Doch dann kam der Ausflug nach Reichelsheim und der „verrückte Gedanke“, als Feder dort den Hubschrauber von Fluglehrer Franz Hartmannsberger sah. „Mensch genau so etwas brauche ich“, dachte sich Feder und beriet sich mit dem in Heusenstamm lebenden Piloten. Hartmannsberger sei sofort begeistert gewesen. Über drei Wochen sollte der Versuch laufen. Während ein Auto in der 15-Minuten-Frist bei einem Durchschnittstempo von 60 Km/h 15 Kilometer schafft, sind es beim Hubschrauber 50 Kilometer, rechnete er sich aus.

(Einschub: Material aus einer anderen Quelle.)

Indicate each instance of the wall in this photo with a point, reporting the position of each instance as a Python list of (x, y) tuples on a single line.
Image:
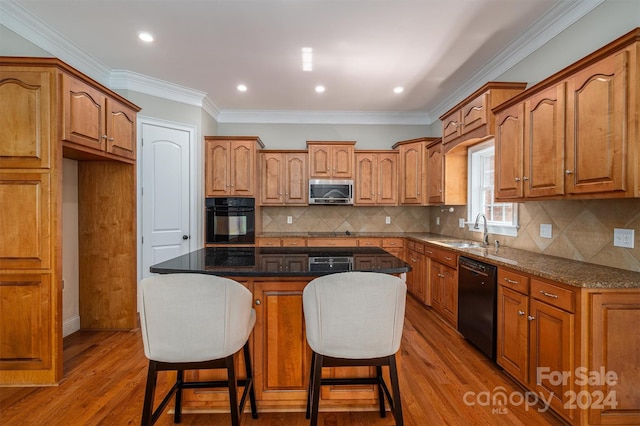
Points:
[(582, 230), (345, 218), (294, 136), (70, 272)]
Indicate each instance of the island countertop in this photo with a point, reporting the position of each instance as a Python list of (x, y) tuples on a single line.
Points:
[(282, 261)]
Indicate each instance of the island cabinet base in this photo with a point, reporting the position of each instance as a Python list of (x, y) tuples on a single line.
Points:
[(281, 359)]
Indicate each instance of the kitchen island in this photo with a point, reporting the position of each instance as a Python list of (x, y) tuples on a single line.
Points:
[(276, 276)]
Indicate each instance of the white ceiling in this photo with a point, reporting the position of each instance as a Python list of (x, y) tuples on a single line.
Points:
[(439, 51)]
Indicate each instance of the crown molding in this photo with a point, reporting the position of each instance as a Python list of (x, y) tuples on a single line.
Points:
[(32, 28), (552, 23), (324, 117)]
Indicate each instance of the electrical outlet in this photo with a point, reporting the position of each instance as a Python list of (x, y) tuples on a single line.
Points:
[(623, 237), (546, 230)]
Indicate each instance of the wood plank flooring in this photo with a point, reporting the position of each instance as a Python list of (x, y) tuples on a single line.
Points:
[(105, 373)]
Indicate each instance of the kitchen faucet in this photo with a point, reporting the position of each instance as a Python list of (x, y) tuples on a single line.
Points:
[(485, 232)]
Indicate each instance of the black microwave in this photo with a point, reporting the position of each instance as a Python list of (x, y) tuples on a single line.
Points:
[(331, 191)]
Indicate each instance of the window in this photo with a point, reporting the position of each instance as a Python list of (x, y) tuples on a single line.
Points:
[(502, 218)]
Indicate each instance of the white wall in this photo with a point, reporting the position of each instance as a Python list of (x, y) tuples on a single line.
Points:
[(70, 255)]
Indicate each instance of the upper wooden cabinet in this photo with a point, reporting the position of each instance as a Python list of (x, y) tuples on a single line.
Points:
[(472, 118), (230, 165), (576, 134), (95, 122), (283, 178), (331, 160), (376, 180), (412, 169)]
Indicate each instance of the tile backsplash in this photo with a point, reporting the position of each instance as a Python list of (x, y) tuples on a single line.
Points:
[(581, 230), (345, 218)]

„Als Hartmannsberger mir den Preis von 10 000 D-Mark für die drei Wochen nannte, musste ich erstmal nach Luft schnappen“, sagt Feder. Aber einer seiner Patienten war ein Top-Versicherungsvertreter. Feder überzeugte den Mann, dass es für seine Firma günstiger sei, den Versuch zu finanzieren, als in dieser Zeit eine Lebensversicherung wegen Unfalltod auszuzahlen. Überdies wurden der ADAC Gau Hessen und der DRK-Landesverband ins Boot geholt.

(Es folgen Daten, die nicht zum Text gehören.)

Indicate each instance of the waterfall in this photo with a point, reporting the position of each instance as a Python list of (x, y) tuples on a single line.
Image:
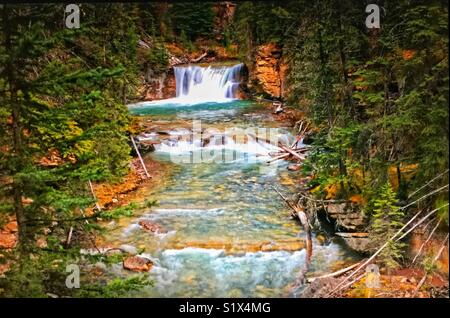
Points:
[(196, 84)]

In einem Polizeihubschrauber musste Feder seine Flugtauglichkeit unter Beweis stellen, bevor er sich im Herbst 1967 von Hartmannsberger zum ersten Einsatz fliegen lassen konnte. Keine große Sache. Eine Frau hatte sich mit ihrem Auto überschlagen. Ihr wurde die Hand bandagiert. Das war für das Duo nur das Prelude, „danach kam es knüppeldick“. Insgesamt 52 Einsätze in drei Wochen. Basis für den Brantly, der für den Transport von Verletzten zu klein war, war der günstiger gelegene Flugplatz Neu-Anspach.

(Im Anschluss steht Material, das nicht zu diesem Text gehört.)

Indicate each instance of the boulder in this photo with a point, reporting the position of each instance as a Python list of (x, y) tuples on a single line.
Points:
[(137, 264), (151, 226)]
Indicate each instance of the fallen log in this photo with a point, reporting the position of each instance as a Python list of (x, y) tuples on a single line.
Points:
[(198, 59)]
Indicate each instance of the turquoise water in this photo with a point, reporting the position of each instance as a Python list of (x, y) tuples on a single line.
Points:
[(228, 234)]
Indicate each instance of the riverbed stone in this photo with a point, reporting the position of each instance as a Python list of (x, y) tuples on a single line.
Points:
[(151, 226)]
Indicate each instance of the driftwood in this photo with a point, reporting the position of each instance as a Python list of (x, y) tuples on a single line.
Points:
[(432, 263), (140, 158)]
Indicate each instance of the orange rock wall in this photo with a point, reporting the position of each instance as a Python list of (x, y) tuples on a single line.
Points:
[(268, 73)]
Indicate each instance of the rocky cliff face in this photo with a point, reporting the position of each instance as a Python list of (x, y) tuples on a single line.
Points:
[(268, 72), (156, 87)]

Den Bericht zum Versuch übergab Feder Bundesverkehrminister Georg Leber persönlich. „Bitte stellen Sie Geld für weitere Versuche zur Verfügung“, sagte er zu Leber. Der später vom Land und Bund ausgezeichnete Hans-Werner Feder übernahm bald darauf eine Praxis in Kassel. Nach weiteren Versuchen startete 1970 der ADAC in München mit Christoph I die Luftrettung in Deutschland. Zwei Jahre später wurde Christoph II in Frankfurt stationiert. Mittlerweile besteht ein Netz aus Rettungshubschraubern, die zudem nicht nur bei Verkehrsunfällen in die Luft gehen.